# Who do you look like?



## Goldmoon (May 17, 2007)

What celebrity do you think you most look like?

HONESTLY

Provide a picture if you think its needed.


----------



## Stormborn (May 17, 2007)

When I was the right age I looked like Tom Hanks circa "Bosom Buddies" - If he gaind 20 lbs and I let my hair grow curly again I would still favor him, but as an actor he plays so many different rolls and has many different looks so its a hit or miss thing based on which picture you use of either of us.


----------



## Thornir Alekeg (May 17, 2007)

I can't think of any celebrity that looks like me.  What can I say, I'm unique...well, other than my brother and a guy I met in High School who looked _exactly_ like me, which really sucked because he had gotten into trouble and I kept getting crap for it.


----------



## hafrogman (May 17, 2007)

I'm like a fat, cudly Daniel Radcliffe.
Plus a decade.


----------



## Hijinks (May 17, 2007)

I've been told Alicia Silverstone and Sharon Stone a la _Sliver_, but that was many moons and many pounds ago


----------



## Chainsaw Mage (May 17, 2007)

Goldmoon said:
			
		

> What celebrity do you think you most look like?
> 
> HONESTLY
> 
> Provide a picture if you think its needed.

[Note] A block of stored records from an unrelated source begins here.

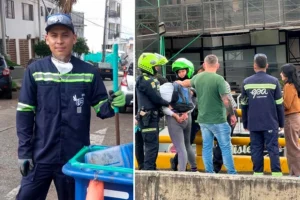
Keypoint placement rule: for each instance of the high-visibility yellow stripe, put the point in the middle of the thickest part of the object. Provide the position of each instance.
(279, 101)
(98, 106)
(67, 78)
(148, 130)
(25, 107)
(260, 86)
(277, 174)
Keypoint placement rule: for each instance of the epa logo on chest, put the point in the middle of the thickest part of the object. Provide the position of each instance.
(259, 93)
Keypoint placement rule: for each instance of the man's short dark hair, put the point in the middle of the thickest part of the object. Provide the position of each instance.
(261, 60)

Well, okay, since you asked.  I bear a striking resemblance to Leatherface, from the Texas Chainsaw Massacre films.  Here's a recent pic (I think my wife took this one in March of this year):

http://www.texaschainsawmassacre.net/Remake/Photos/Leatherface2003-4.jpg

Needless to say, this uncanny resemblance inspired my online persona, "Chainsaw Mage".


----------



## Johnnie Freedom! (May 17, 2007)

Chainsaw Mage said:
			
		

> Well, okay, since you asked.  I bear a striking resemblance to Leatherface, from the Texas Chainsaw Massacre films.  Here's a recent pic (I think my wife took this one in March of this year):
> 
> http://www.texaschainsawmassacre.net/Remake/Photos/Leatherface2003-4.jpg
> 
> Needless to say, this uncanny resemblance inspired my online persona, "Chainsaw Mage".

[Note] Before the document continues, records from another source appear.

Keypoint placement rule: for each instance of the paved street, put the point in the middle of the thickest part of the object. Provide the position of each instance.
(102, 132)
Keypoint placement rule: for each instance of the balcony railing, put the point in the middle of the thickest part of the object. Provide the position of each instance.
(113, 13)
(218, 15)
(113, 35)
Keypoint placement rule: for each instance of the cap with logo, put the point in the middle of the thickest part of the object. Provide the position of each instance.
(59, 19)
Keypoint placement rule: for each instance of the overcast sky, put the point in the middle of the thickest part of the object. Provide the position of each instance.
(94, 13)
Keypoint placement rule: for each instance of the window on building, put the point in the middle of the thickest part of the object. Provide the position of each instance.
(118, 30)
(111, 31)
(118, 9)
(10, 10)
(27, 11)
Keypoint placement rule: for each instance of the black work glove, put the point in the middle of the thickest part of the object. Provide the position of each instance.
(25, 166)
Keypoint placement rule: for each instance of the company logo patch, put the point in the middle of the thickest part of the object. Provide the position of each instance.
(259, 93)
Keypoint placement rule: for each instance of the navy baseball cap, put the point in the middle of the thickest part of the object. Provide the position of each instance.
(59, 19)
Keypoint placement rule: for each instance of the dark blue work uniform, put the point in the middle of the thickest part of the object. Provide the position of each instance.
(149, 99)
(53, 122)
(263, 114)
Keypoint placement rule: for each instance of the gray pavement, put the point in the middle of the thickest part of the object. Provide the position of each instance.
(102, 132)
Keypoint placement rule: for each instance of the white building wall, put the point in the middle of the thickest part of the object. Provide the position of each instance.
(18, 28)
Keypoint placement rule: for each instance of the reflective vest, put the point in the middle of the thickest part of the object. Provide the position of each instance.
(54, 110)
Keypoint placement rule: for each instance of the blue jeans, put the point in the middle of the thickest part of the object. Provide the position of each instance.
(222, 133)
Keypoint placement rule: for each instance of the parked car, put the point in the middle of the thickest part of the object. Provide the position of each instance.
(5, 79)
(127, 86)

Thanks for making me nearly spray Pepsi out of my nose.       You made my day with this one, dude.


----------



## Goldmoon (May 17, 2007)

Chainsaw Mage said:
			
		

> Well, okay, since you asked.  I bear a striking resemblance to Leatherface, from the Texas Chainsaw Massacre films.  Here's a recent pic (I think my wife took this one in March of this year):
> 
> http://www.texaschainsawmassacre.net/Remake/Photos/Leatherface2003-4.jpg
> 
> Needless to say, this uncanny resemblance inspired my online persona, "Chainsaw Mage".




If you dont want to participate then dont.


----------



## Aeson (May 17, 2007)

Hijinks said:
			
		

> I've been told Alicia Silverstone and Sharon Stone a la _Sliver_, but that was many moons and many pounds ago



Good enough for me. Will you marry me?


----------



## kenobi65 (May 17, 2007)

Over the years, more than once, I've gotten:
- Peter Tork (guitarist from The Monkees)
- Larry Bird (though he has about a foot on me)
- Colin Mochrie (from "Whose Line Is It Anyway?", though I have more hair than he does)

I'm not sure that *any* of those are flattering.  But, my parents apparently chose Comeliness as my dump-stat.


----------



## The_Warlock (May 17, 2007)

Well, let's put it this way. When some friends of mine took their children to see The Phantom Menace, Liam Neeson comes on screen as Qui Gon Jin. One of the children proceeded to shout, "Uncle Alec is a Jedi!"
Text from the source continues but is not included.